The Bitcoin trail shows a mirror image of the laundering cycle. ByBit found that 944 BTC, or 6.34% of the converted stash, landed in Wasabi. Another 531 BTC—equivalent to 18,206 ETH, or 3.57% —has already been bridged back to Ethereum via Thorchain, underscoring the attackers’ preference for swing‑trading between chains to exploit analytic blind spots.

Investigators working with the crowd‑sourced platform Lazarusbounty.com have attempted to map the dispersion. In the past 60 days the site logged 5,443 bounty submissions, yet only 70 were deemed valid.

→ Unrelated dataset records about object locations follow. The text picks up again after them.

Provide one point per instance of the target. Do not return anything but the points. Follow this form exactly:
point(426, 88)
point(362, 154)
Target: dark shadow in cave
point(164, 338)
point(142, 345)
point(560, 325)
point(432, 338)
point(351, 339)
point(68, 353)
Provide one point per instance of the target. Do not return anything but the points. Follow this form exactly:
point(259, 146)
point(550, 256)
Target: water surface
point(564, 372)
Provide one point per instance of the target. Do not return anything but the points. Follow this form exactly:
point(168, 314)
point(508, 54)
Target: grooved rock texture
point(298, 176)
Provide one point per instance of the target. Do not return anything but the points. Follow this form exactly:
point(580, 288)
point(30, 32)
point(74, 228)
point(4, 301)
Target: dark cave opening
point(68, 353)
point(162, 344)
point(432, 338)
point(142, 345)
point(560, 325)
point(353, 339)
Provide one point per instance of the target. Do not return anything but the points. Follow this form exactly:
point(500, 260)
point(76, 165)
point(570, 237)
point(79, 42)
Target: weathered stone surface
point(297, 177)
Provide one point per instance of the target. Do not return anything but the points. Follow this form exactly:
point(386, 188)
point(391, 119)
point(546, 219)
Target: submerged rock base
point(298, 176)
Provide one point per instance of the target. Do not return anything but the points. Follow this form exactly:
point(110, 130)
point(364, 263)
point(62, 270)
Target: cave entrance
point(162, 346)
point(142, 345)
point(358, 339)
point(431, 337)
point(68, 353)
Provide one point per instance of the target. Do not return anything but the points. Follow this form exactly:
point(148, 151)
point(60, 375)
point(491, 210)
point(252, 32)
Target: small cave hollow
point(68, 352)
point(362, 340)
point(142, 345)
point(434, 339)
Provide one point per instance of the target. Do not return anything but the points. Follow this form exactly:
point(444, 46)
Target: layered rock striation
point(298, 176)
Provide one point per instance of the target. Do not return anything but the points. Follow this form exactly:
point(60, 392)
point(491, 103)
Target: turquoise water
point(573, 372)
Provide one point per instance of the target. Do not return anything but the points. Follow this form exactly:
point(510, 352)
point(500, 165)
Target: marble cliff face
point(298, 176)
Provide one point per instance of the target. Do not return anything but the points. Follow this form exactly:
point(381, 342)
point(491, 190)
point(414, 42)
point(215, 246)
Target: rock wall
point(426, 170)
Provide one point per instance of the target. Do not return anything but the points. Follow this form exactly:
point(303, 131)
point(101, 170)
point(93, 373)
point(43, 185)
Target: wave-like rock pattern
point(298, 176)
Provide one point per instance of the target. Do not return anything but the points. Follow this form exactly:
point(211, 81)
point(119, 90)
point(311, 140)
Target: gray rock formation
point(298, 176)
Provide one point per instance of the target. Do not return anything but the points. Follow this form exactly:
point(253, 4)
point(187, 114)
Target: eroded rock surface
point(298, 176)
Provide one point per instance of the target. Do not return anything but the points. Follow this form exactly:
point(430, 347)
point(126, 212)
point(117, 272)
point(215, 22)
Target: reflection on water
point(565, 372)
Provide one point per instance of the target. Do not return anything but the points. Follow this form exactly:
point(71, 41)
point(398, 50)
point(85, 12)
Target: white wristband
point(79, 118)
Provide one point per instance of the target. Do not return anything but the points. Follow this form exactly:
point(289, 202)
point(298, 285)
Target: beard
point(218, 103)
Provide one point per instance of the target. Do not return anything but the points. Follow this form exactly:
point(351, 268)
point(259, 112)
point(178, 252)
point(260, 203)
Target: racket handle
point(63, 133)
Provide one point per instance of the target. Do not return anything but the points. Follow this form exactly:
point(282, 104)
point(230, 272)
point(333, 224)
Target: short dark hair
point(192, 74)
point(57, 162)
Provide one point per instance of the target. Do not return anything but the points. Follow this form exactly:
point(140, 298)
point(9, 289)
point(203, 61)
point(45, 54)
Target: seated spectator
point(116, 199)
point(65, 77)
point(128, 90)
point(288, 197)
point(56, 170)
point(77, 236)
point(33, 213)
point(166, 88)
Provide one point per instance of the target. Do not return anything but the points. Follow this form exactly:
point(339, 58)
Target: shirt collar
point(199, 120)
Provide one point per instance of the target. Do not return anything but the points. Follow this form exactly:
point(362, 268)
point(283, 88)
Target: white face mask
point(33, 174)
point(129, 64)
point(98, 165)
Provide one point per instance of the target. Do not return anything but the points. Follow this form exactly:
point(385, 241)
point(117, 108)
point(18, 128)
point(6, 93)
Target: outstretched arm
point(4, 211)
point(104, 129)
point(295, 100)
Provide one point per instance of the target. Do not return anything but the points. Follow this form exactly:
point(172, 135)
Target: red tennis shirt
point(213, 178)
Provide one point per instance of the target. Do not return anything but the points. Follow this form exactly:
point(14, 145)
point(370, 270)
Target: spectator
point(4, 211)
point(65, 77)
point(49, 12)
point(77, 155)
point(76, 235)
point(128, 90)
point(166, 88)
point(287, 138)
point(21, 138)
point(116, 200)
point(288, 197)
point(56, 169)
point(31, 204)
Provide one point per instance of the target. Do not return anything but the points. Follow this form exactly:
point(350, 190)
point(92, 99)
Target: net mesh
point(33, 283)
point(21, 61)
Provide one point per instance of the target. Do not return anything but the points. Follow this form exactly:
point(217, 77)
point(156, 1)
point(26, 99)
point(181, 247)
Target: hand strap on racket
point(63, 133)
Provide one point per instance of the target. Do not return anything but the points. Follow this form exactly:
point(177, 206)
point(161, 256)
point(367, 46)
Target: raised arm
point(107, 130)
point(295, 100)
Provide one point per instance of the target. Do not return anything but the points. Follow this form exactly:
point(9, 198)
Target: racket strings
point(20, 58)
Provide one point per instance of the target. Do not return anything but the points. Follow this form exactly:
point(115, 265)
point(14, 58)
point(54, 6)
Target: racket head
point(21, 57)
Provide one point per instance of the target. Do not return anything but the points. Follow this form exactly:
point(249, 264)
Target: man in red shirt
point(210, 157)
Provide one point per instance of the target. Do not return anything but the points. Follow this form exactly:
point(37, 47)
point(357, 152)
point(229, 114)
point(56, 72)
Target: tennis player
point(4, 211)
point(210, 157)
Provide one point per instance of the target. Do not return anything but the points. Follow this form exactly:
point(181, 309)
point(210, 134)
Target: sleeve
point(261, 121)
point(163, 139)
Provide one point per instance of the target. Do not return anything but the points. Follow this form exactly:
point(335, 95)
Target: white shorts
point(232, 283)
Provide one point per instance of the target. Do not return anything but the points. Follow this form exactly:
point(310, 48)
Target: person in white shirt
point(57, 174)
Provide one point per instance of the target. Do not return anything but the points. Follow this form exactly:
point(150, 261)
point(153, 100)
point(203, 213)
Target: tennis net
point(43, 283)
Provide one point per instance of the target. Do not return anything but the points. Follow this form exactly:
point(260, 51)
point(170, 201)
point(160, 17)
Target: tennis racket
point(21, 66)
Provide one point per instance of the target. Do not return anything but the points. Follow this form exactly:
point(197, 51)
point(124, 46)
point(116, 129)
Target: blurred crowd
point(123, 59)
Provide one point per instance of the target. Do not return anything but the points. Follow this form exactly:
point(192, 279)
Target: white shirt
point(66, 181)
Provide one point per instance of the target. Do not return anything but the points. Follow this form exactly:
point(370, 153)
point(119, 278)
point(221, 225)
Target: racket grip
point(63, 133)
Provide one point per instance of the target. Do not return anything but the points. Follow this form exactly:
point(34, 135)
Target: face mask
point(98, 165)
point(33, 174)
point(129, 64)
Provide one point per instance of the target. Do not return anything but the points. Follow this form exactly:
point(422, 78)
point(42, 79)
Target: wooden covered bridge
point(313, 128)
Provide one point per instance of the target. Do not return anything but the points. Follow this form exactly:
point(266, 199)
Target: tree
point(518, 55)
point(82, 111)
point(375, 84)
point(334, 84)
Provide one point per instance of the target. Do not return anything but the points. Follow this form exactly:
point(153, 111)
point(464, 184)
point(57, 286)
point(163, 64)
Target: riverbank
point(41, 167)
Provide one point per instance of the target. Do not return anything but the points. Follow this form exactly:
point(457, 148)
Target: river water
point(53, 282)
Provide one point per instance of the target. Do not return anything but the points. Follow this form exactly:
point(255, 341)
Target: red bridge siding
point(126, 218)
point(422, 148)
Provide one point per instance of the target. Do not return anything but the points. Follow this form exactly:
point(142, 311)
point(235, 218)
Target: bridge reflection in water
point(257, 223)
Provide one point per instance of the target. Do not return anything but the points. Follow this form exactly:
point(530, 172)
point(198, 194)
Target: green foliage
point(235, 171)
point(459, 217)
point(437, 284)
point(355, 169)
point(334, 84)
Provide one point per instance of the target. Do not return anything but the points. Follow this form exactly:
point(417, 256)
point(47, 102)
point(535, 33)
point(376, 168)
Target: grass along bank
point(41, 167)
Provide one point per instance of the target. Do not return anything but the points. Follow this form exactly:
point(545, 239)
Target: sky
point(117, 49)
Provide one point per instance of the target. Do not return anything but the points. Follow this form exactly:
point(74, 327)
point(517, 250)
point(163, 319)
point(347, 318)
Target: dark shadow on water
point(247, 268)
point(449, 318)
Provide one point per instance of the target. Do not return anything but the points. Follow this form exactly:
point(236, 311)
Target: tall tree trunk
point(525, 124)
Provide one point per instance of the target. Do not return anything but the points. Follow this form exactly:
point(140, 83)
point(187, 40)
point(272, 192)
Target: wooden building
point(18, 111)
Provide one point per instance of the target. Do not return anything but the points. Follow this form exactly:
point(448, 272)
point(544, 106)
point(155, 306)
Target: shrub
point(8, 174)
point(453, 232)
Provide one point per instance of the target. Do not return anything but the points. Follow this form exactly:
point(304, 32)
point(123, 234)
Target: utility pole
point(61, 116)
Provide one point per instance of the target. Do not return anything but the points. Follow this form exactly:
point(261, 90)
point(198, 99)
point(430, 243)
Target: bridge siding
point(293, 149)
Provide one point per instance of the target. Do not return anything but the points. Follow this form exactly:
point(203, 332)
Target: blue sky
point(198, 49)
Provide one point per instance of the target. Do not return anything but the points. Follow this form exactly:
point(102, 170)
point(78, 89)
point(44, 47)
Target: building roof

A notice on the portal pleads for greater public participation: “We welcome more reports; we need more bounty hunters that can decode mixers as we need a lot of help there down the road.”

Despite the daunting numbers, Zhou insists the window for clawbacks has not yet closed. “Roughly two‑thirds of the cryptocurrency is still visible on‑chain, albeit highly fragmented,” he said, adding that further freezes will depend on “coordinated pressure across centralized exchanges, cross‑chain liquidity hubs and even fiat gateways.”

For now, however, the lion’s share of the Lazarus‑linked war chest remains in motion—swapping, bridging and tumbling through the decentralized undergrowth—while the fraction frozen stands at a mere 3.84 percent, a statistic that starkly illustrates how porous the global enforcement perimeter remains against state‑sponsored crypto theft.

At press time, ETH traded at $1,631.